Deven Kharel pose avec sa photo d’un aigle-faucon changeant dans les bureaux de la Mechi Bird and Wildlife Conservation Society à Kakarvitta, dans la municipalité de Mechinagar.

L’aspect le plus important du travail de Kharel, dit Kattel, est la façon dont les communautés locales ont pris conscience de l’importance des oiseaux. « L’un des effets positifs de sa campagne, c’est que les habitants de Mechinagar ont commencé à penser que les oiseaux font partie intégrante de nos vies », dit-il.

Le maire de Mechinagar, Gopal Chandra Budhathoki, fait écho à ce sentiment. « Je ne savais pas que les oiseaux étaient si importants pour les humains et la nature. Il a enseigné à de nombreuses personnes, y compris moi-même, la relation entre la vie humaine, la nature et les oiseaux. … Les gens ont appris à ne pas tuer d’oiseaux à cause de cela », explique Budhathoki.

Des dizaines de personnes se sont inscrites auprès de la Mechi Bird and Wildlife Conservation Society de Kharel, en plus de neuf membres officiels.
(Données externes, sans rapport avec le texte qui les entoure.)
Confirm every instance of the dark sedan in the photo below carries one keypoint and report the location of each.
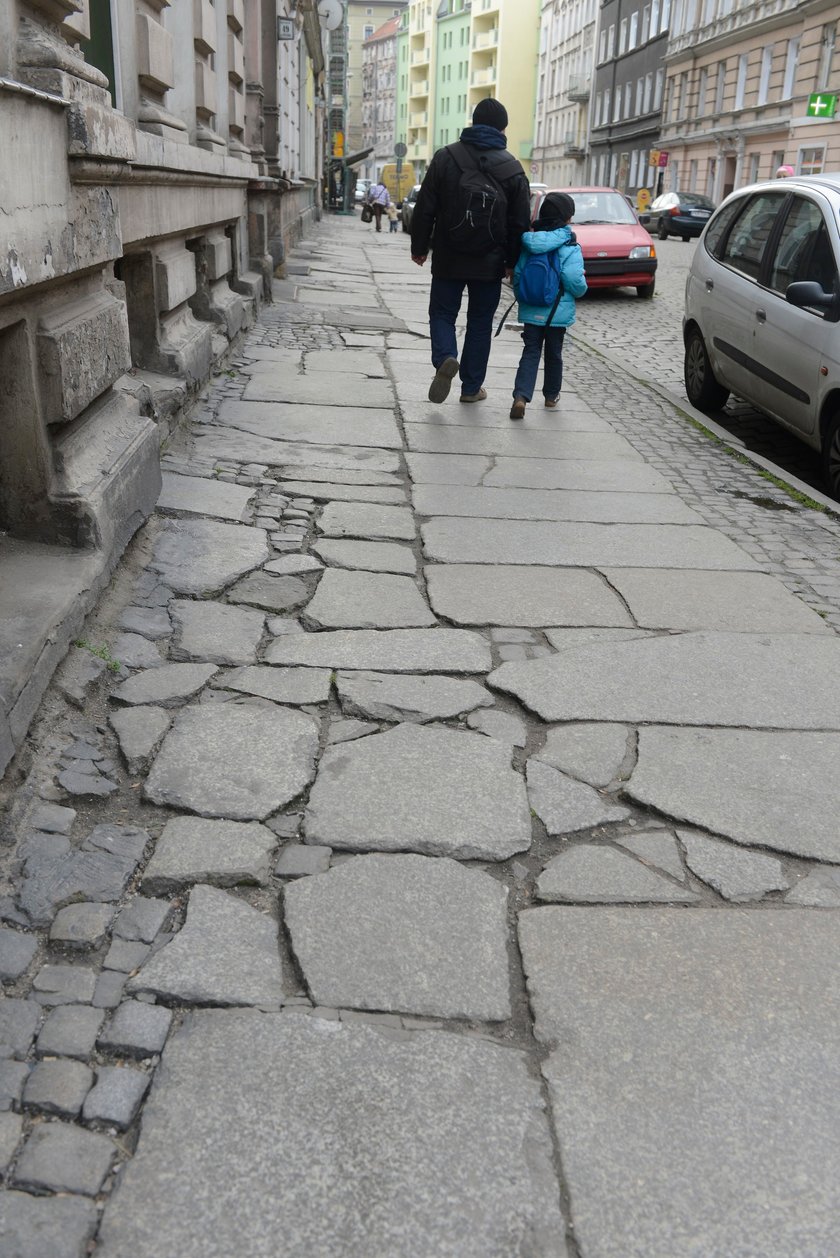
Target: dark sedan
(683, 214)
Qu’il s’agisse d’enseignants, de commerçants, d’hommes d’affaires, de femmes au foyer, d’agriculteurs ou d’ouvriers du bâtiment locaux, les gens se sont inscrits pour recevoir régulièrement des informations sur les oiseaux et les activités de conservation. La société travaille actuellement sur une proposition visant à demander au gouvernement de déclarer Mechinagar sanctuaire d’oiseaux.

« Je suis reconnaissante envers ma famille tous les jours. Il y a très peu d’argent dans ce travail, mais ils me soutiennent quand même. S’ils m’avaient demandé pourquoi je faisais un travail qui rapporte très peu d’argent, je n’aurais pas été en mesure de poursuivre tout cela », dit Kharel.